More than 40,000 people have now been forced to cross from northwest Nigeria into Niger as a result of an upsurge in violent attacks on civilians over the last ten months.
The escalating violence in the Nigerian states of Sokoto, Zamfara and Katsina – violence by groups other than Boko Haram – has led to a new humanitarian emergency in Niger’s border regions. Nigerian refugees continue to arrive in more than 50 villages in the departments of Guidan Roumji, Guidan Sori and Tibiri. On September 11 alone, more than 2,500 people fled when civilians were targeted by armed groups on the Nigerian side. As the security situation continues to deteriorate in Sokoto State, we are expecting more refugees to arrive in Niger.

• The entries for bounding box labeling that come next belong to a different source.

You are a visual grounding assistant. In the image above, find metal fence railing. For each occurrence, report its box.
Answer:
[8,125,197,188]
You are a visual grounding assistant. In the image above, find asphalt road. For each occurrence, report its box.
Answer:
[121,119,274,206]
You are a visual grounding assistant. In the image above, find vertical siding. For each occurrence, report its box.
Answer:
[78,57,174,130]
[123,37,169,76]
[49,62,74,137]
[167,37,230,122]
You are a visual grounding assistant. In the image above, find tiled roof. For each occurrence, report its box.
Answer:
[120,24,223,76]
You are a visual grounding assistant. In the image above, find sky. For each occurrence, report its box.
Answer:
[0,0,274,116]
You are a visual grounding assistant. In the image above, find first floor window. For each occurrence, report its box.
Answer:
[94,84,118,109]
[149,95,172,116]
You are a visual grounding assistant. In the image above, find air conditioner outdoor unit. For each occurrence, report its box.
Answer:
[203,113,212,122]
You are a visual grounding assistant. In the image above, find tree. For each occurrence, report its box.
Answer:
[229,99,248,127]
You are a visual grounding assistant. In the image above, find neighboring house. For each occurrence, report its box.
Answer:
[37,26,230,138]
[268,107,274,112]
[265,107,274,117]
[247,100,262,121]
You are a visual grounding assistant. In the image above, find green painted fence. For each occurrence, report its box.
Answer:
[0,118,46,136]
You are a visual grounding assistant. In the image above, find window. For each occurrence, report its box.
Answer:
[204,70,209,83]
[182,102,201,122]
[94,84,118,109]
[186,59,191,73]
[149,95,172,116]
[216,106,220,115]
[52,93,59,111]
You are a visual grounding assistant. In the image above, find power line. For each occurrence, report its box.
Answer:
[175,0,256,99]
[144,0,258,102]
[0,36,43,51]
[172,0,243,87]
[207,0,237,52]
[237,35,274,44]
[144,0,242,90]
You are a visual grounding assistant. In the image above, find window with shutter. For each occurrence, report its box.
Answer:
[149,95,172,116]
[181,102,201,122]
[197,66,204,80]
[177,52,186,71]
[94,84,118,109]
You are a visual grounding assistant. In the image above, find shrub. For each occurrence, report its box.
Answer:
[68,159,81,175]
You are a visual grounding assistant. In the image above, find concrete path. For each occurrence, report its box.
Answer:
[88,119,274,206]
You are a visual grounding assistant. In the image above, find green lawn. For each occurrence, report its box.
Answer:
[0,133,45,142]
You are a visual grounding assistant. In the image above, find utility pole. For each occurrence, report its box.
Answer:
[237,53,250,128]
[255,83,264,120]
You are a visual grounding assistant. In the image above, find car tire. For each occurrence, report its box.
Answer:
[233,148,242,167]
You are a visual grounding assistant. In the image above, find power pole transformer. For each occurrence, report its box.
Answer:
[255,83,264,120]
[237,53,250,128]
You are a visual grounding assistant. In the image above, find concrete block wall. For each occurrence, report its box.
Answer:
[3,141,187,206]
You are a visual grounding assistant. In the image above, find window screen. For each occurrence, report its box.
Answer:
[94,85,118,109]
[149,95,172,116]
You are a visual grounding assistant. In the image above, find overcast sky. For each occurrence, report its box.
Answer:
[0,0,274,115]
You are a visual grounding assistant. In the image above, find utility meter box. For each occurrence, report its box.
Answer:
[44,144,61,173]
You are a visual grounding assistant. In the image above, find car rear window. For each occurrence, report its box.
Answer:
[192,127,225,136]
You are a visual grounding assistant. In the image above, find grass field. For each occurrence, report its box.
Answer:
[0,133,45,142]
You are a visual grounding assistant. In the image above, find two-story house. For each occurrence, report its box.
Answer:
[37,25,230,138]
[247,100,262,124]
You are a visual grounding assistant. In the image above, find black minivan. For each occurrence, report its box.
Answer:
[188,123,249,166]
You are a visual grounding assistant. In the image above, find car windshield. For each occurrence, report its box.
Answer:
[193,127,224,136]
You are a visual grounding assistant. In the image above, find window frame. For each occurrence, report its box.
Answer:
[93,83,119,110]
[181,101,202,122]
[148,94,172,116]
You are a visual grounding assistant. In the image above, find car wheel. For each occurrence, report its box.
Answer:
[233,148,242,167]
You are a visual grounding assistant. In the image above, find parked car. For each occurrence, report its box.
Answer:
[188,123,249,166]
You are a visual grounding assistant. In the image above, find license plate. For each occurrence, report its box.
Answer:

People are seeking safety from indiscriminate attacks unleashed by organized armed groups on men, women and children alike. There have been frequent reports of kidnappings, torture, extortion, murder, sexual violence and destruction of houses and property.
UNHCR, the UN Refugee Agency, is working with local authorities and its humanitarian partners to assist refugees, many of whom are arriving traumatized and with few belongings.
Fleeing villagers report the attackers to be well-equipped and well organized, and that some refugees have been chased over the border into Niger. Some village chiefs in Niger are also reported to have been targeted and killed by the armed groups.
Refugees, many of them women and children, are arriving with gruesome details of extreme violence. A 14-year-old refugee told UNHCR staff that attackers killed more than 50 people in her village, including her family members. Her father and two young sisters, aged three and four, were shot dead, while her five year-old brother was killed with a machete. Attackers stole all her family’s belongings.
The attackers, who take some people hostage, let others go free to warn the rest of the community of the consequences if they do not pay ransoms and if they do not flee their homes.
UNHCR is rushing assistance to the area and registering the new arrivals with six mobile units in the border regions. We have opened a new field office and deployed emergency staff and resources to respond to the humanitarian needs. A 747 cargo plane carrying 98 metric tonnes of relief items from UNHCR, landed in Niamey on Monday (September 23). Items were being distributed to the refugees and host communities welcoming them into their villages.
Most refugees are in villages close to the border which are prone to incursions from armed groups. UNHCR is working with local authorities to relocate refugees to ten villages identified as being in safer locations.
But more resources are urgently needed to support refugees and their hosts. An inter-agency refugee response plan launched this week seeks US$ 35.5 million until the end of this year. So far we have 6 per cent of the required funding.